Nous devons viser les partis basses du corps avec les LBD, c’est-à-dire les jambes. Il est tout à fait possible qu’un agent vise la partie basse, que la personne se baisse, par exemple pour ramasser un pavé, et qu’au final le projectile atteigne le visage. Ce qui n’est pas l’objectif du policier. Quand nous nous entraînons, nous visons des cibles statiques, elles ne bougent pas. Mais ce que nous faisons « en laboratoire » n’a rien à voir avec ce qu’il se passe sur le terrain où les manifestants sont ultra mobiles.
Pour investir Pere Aragonès président de la Catalogne, l’extrême-gauche indépendantiste La Cup réclame la dissolution de la brigada mòbil (NDRL : équivalent des CRS Français) et l’interdiction de l’usage des LBD. Est-ce envisageable ?
La Catalogne, selon son statut d’autonomie, détient les compétences en matière d’ordre public, ce qui impose légalement une unité anti-émeutes.
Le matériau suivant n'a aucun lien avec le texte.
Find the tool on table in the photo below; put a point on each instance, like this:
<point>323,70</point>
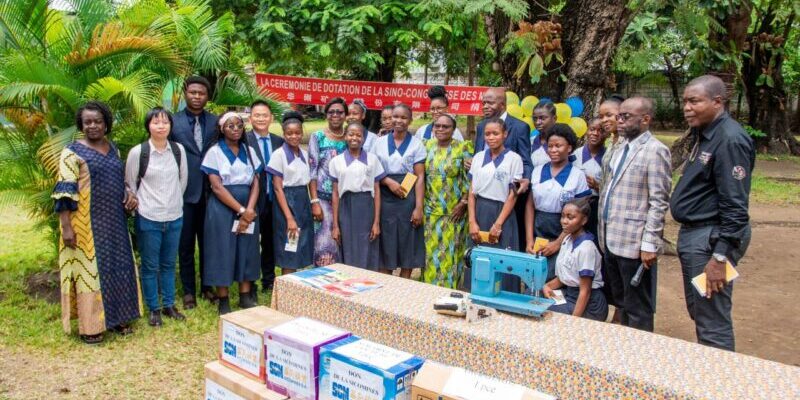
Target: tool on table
<point>489,265</point>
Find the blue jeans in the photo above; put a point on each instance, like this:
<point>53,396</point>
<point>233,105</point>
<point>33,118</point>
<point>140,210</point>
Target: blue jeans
<point>158,248</point>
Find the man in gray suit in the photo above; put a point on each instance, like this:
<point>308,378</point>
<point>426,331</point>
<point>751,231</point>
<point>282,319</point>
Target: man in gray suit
<point>194,128</point>
<point>632,207</point>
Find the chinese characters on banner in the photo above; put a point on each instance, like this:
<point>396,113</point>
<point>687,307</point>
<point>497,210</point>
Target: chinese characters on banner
<point>464,100</point>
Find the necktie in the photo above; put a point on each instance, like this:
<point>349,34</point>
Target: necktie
<point>617,171</point>
<point>266,153</point>
<point>198,133</point>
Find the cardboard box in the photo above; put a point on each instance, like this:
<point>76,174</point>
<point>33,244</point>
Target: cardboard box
<point>241,343</point>
<point>356,368</point>
<point>226,384</point>
<point>292,351</point>
<point>440,382</point>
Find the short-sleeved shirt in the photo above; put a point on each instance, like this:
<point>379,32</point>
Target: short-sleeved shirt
<point>357,175</point>
<point>399,160</point>
<point>551,192</point>
<point>591,166</point>
<point>425,132</point>
<point>232,169</point>
<point>293,169</point>
<point>492,179</point>
<point>577,259</point>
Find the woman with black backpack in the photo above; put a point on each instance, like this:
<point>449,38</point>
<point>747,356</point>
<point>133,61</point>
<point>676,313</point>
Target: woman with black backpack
<point>156,173</point>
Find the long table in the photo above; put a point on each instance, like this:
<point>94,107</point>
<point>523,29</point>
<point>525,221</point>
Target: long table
<point>562,355</point>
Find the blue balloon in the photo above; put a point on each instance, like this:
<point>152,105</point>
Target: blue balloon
<point>576,105</point>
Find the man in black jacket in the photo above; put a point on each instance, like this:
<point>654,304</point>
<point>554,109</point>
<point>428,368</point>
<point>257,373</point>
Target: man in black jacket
<point>710,202</point>
<point>194,128</point>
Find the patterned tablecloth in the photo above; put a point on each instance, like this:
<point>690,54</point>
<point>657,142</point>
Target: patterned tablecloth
<point>568,357</point>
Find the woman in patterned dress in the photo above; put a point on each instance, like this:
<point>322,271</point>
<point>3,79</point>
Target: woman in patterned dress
<point>99,282</point>
<point>323,146</point>
<point>446,186</point>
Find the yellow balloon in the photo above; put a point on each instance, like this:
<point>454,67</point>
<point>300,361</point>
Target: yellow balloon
<point>516,111</point>
<point>528,103</point>
<point>563,113</point>
<point>578,125</point>
<point>511,98</point>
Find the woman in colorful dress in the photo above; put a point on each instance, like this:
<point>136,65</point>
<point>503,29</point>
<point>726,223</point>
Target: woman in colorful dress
<point>446,188</point>
<point>99,281</point>
<point>323,146</point>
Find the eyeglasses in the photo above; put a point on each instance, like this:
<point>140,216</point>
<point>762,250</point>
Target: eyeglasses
<point>625,116</point>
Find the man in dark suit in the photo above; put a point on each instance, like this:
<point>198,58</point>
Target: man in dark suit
<point>265,143</point>
<point>194,128</point>
<point>518,141</point>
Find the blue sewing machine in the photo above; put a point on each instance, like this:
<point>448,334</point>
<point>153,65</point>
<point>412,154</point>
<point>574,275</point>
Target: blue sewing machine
<point>488,266</point>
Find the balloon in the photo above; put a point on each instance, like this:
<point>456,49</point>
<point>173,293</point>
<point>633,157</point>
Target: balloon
<point>578,125</point>
<point>528,103</point>
<point>563,113</point>
<point>576,105</point>
<point>512,98</point>
<point>516,111</point>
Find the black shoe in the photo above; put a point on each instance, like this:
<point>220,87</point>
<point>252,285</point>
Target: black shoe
<point>189,302</point>
<point>246,300</point>
<point>172,312</point>
<point>155,318</point>
<point>224,305</point>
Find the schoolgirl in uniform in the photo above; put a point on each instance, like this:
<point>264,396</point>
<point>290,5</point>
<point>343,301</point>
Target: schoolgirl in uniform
<point>357,112</point>
<point>544,118</point>
<point>402,234</point>
<point>578,267</point>
<point>357,201</point>
<point>439,106</point>
<point>493,174</point>
<point>589,159</point>
<point>552,185</point>
<point>291,219</point>
<point>231,255</point>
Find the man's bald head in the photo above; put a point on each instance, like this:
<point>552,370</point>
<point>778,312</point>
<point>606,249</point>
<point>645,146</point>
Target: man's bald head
<point>494,102</point>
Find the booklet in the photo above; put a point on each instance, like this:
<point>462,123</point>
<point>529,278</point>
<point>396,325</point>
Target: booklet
<point>699,281</point>
<point>333,281</point>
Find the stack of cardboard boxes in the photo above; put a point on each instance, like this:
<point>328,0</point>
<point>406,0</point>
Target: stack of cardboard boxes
<point>267,355</point>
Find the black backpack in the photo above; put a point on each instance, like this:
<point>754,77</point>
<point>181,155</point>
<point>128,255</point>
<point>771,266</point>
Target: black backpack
<point>144,158</point>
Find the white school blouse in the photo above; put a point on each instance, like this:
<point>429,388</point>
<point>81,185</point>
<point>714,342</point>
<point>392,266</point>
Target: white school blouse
<point>293,169</point>
<point>424,128</point>
<point>492,179</point>
<point>551,192</point>
<point>356,175</point>
<point>232,169</point>
<point>577,259</point>
<point>399,160</point>
<point>591,166</point>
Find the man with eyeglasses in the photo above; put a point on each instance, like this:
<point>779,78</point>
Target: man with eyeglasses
<point>711,204</point>
<point>632,209</point>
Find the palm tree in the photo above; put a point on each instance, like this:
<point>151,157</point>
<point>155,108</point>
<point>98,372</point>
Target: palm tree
<point>52,61</point>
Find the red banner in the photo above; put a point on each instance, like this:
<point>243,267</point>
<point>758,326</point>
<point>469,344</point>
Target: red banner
<point>464,100</point>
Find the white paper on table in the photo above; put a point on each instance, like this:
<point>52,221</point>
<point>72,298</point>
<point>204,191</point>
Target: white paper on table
<point>250,228</point>
<point>558,296</point>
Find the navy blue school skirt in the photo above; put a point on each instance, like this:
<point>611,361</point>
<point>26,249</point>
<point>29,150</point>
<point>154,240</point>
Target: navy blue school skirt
<point>300,206</point>
<point>402,245</point>
<point>596,308</point>
<point>229,257</point>
<point>356,214</point>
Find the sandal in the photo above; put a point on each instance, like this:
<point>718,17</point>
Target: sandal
<point>122,330</point>
<point>92,339</point>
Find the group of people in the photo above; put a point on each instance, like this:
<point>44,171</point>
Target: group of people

Si le prochain gouvernement dissout la Brigada Mòbil, deux scénarios s’ouvrent : soit il la remplace par une nouvelle unité équivalente chargée du maintien de l’ordre; soit il ne la crée pas, et c’est l’État espagnol qui récupère la compétence et redéploie les agents anti-émeutes de la police nationale comme dans les années 90.
Concernant le LBD, c’est la même chose. Si le gouvernement retire cet outil, il devra le remplacer par un autre. Lequel ? Je ne sais pas. Nous attendons avec impatience les propositions du gouvernement, car c’est bien beau de dire que rien ne marche sans jamais proposer de solutions. Je rappelle au passage que ce n’est pas la police qui a demandé des LBD, c’est le parlement catalan qui l’a voté.
Nous sommes ouvert à tout : modifier nos protocoles d’action, le remplacement de LBD par un nouvel outil. Nous pouvons sans problèmes participer à la commission d’intérieur au parlement catalan. Que les politiques fassent des propositions.
La police évolue avec la société catalane, mais il est vrai un peu en recul. Nous essayons des choses, des fois ça marche, des fois ça rate. Mais j’insiste : que les politiques proposent des solutions plutôt que des critiques.
Comment voyez-vous les prochains jours et surtout les prochaines nuits à Barcelone ?
Nous savons que les week-ends sont toujours plus compliqués que la semaine. Il y a plus d’individus sur la voie publique en état d’ébriété ou sous l’influence de substances illicites. Donc plus agressifs contre la police.